Speciale

Per negare ci vuole tempo

4 Dicembre 2022

“La madre non è”, dice l’analizzante.
“Allora è la madre”, corregge Freud nel saggio del 1925 sulla Negazione.

Negare presuppone affermare. Non è una bizzarria psicanalitica; non è il contrario del bastian contrario; è una profonda verità logica, sfruttata ai loro fini anche dai filosofi idealisti. Qui però non si fa filosofia. Non si fa neppure psicanalisi. Non si presuppone la rimozione di ciò che si nega. Si fa logica; si transita dalla logica classica alla logica intuizionista, dove non vale il principio del terzo escluso; non vale che o si afferma o si nega. La logica intuizionista è cartesiana: opera con il dubbio; ammette la terza possibilità che qui e ora non si sappia dire o il falso o il vero, cioè né la verità di A né la verità di non A, per cui si rimanda al dopo. È una logica a posteriori, non poco empirica, l’intuizionista.

L’esordio intuizionista è classico. In logica classica negare A significa affermare non A. Il fatto interessante è che “La madre non è” implica che “è la madre”. Ora si dimostra facilmente che l’enunciato non A implica A ha gli stessi valori di verità dell’enunciato A, che è vero solo se la suddetta implicazione è vera e falso solo se è falsa. “La madre non è implica che è la madre” equivale a “è la madre”.

L’intuizionismo parte da qui e sospende la verità di A vel non A. La sospende qui e ora e la rimanda al prossimo stato epistemico dove forse si può dire se o vale A o vale non A. Dicendo “è la madre”, Freud non fa altro che porsi in uno stato epistemico successivo a quello del suo analizzante. Ne ha il diritto. La teoria freudiana dell’inconscio si riduce a questo assioma: esiste un sapere che il soggetto non sa di sapere ma che verrà a sapere nachträglich, a posteriori, in un tempo successivo rispetto all’enunciazione attuale, magari grazie all’aiuto di un analista.

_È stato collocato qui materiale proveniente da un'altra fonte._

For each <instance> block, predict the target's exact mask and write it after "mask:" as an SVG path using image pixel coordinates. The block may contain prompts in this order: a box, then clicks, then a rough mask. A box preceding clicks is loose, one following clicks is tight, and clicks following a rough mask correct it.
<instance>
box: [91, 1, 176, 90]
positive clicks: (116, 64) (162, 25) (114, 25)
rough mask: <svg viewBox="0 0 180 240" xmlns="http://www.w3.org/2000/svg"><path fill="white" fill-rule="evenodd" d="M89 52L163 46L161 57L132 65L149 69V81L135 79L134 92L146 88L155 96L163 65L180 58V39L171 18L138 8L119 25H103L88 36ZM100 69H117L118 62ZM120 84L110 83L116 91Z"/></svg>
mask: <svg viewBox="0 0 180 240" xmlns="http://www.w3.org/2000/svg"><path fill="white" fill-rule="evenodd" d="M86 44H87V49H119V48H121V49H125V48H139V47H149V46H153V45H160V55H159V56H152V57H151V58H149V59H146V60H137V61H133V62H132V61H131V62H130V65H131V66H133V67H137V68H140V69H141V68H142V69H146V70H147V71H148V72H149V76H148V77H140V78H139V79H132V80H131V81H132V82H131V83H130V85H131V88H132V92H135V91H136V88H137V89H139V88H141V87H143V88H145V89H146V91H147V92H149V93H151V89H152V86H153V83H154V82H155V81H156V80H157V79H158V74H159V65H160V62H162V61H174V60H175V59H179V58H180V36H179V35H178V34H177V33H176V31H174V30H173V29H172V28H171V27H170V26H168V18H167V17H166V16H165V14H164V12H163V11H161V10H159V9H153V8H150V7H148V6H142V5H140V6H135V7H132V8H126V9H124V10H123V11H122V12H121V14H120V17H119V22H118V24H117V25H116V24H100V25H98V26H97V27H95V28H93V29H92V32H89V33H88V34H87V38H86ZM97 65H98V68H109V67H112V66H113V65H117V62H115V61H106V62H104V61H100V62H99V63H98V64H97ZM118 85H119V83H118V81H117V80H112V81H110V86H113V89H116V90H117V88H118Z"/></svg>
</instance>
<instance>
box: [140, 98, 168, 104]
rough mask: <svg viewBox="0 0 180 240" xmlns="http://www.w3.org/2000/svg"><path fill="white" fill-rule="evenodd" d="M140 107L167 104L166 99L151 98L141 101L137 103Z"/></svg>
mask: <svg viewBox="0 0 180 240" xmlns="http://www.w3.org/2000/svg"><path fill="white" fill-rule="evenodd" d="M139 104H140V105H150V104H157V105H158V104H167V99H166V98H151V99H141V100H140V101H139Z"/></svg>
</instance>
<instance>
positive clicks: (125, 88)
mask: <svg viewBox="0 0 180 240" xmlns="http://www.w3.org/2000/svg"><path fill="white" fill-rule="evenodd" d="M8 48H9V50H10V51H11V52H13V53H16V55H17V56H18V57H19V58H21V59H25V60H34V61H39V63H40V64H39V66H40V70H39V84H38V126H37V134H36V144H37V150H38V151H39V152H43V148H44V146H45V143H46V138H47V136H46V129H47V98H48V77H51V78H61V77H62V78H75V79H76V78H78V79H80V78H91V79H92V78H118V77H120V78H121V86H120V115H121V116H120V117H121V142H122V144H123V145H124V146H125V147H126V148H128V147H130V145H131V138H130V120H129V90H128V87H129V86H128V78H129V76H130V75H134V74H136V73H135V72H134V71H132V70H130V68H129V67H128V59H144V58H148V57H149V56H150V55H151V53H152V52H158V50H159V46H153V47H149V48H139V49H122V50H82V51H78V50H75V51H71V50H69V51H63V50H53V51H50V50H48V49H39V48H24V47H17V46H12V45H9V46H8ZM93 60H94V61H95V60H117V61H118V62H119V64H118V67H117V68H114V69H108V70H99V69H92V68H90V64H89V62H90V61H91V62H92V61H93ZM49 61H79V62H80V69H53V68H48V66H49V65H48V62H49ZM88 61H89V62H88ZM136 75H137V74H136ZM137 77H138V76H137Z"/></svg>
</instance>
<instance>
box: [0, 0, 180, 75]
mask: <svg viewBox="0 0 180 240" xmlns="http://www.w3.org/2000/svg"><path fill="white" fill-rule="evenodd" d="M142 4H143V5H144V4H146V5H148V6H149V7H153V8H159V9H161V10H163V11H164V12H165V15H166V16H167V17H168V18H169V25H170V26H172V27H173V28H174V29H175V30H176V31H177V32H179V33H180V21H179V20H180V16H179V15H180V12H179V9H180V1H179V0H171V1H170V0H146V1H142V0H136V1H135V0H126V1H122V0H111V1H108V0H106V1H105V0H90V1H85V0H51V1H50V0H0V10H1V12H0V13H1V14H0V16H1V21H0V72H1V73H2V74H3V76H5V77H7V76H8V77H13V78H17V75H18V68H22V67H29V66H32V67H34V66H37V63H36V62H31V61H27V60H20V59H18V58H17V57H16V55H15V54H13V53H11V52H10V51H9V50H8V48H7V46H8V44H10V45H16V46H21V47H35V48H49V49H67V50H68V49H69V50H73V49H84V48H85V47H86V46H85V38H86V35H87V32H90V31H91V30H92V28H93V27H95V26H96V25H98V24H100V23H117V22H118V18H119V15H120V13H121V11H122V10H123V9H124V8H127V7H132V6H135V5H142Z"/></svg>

Chi comprese la natura della semantica intuizionista, o psicanalitica, fu Kripke. La sua semantica è ordinale, cioè riflessiva e transitiva. Lì la negazione di A è vera, se in tutti gli stati epistemici futuri, eventualmente infiniti, accessibili dallo stato attuale dell’enunciazione, non ce n’è uno in cui A sia vera. La negazione intuizionista è un operatore universale: non vale solo qui e ora; bisogna aspettare che si ripeta almeno tre volte, come il rinnegamento di Gesù dell’apostolo Pietro. Lo dimostra il teorema di Brouwer, inventore della logica intuizionista: negare A equivale a negare A tre volte.

Freud non conobbe l’intuizionismo – la proposta di Brouwer è del 1908 – e si arrabattava con le sue categorie di espulsione e rimozione. Negare per Freud voleva dire espellere (Ausstossung) la rappresentazione sgradita dall’apparato psichico. Noi preferiamo Brouwer; è più conseguenziale e meno antropomorfo; non presuppone un piccolo uomo dentro l’uomo, nella seconda topica addirittura tre omuncoli: Io, Es e Super-Io. In particolare, la logica intuizionista postula infiniti valori di verità o stati epistemici. Lo dimostrò Gödel nel 1933. Ma rimandiamo il discorso sull’oggetto infinito a un’altra occasione. Per ora ci basta dire che per negare ci vuole tempo epistemico.